Figure 2.7. Andrea Mantegna, Crucifixion, from predella of the San Zeno altarpiece, 1456–59. Tempera on panel, 76 × 96 cm. Scala / Art Resource, N.Y.
But if Alberti and, later, Giorgio Vasari conceived of painting as a stage for the istoria, landscape painting leaves us instead with an empty and silent stage. Independent landscape emerges in the sixteenth century as the exclusion of the event, the istoria. The word Renaissance writers used for landscape was parergon, which means an accessory work, equivalent to the now-obsolete English term “by-work.” It was adopted from the Natural History of Pliny the Elder, who had used it to refer to small drawings of battleships that the painter Protogenes added to the background of one of his famous mythological subjects.[43] Though conceived as a supplement, the landscape as parergon achieved independence during the Renaissance in the work of the German artist Albrecht Altdorfer, in small views of terrain devoid of any identifiable subject matter. These are “complete pictures, finished and framed,” as Christopher Wood describes them, “which nevertheless make a powerful impression of incompleteness and silence.”[44] Landscape thus originates in the early sixteenth century as a precarious kind of painting, an independent genre that lacks content, and it never sheds this supplementary status in relation to the istoria. In 1656, the English antiquary and lexicographer Thomas Blount included the Dutch word “Landskip” in his Glossographia, a compilation of “all such hard words . . . as are now used in our refined English tongue.” According to Blount,
All that which in a Picture is not of the body or argument thereof is Landskip, Parergon, or by-work. As in the Table of our Saviors passion, the picture of Christ upon the Rood (which is the proper English word for Cross) the two theeves, the blessed Virgin Mary, and St. John, are the Argument: But the City Jerusalem, the Country about, the clouds, and the like, are Landskip.[45]

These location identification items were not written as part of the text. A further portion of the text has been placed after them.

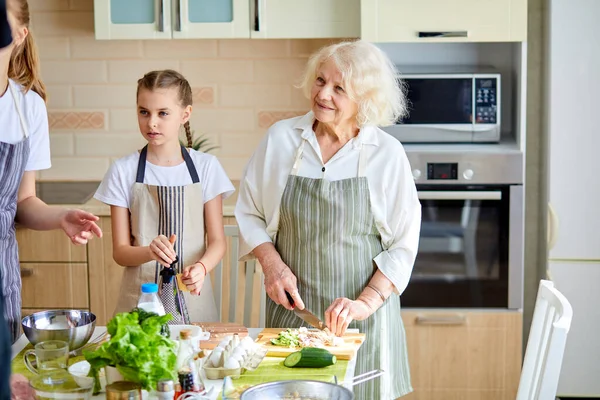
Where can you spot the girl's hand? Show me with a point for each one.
(343, 311)
(193, 277)
(161, 250)
(80, 226)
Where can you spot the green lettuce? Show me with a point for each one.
(139, 347)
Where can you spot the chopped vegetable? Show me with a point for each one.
(310, 357)
(138, 348)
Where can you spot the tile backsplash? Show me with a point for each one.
(240, 88)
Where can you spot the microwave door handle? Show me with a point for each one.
(459, 195)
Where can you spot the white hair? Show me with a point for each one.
(368, 76)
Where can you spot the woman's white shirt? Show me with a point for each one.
(36, 117)
(116, 186)
(394, 201)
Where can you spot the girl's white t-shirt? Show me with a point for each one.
(36, 117)
(116, 186)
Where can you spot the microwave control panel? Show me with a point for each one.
(486, 105)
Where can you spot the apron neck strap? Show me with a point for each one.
(24, 128)
(141, 171)
(362, 159)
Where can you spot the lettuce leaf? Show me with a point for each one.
(137, 348)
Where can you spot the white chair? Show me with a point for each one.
(546, 344)
(232, 265)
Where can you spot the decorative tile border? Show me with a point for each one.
(205, 95)
(76, 120)
(268, 118)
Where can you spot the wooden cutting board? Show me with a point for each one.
(218, 330)
(347, 351)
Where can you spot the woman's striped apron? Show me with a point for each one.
(327, 236)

Understood in these terms, an independent landscape like Post’s São Francisco River is a picture that lacks an argument, a painting that no longer speaks. Perhaps we could consider the cactus and capybara as a kind of argument, but there is no narrative and certainly no tradition of commentary that would prepare us to give voice to what is seen here. These incidental elements are the stuff of the parergon; background has simply become foreground. Thus, it is in the very nature of landscape painting to frustrate the would-be interpreter, for we stand dumb before the painting without an istoria.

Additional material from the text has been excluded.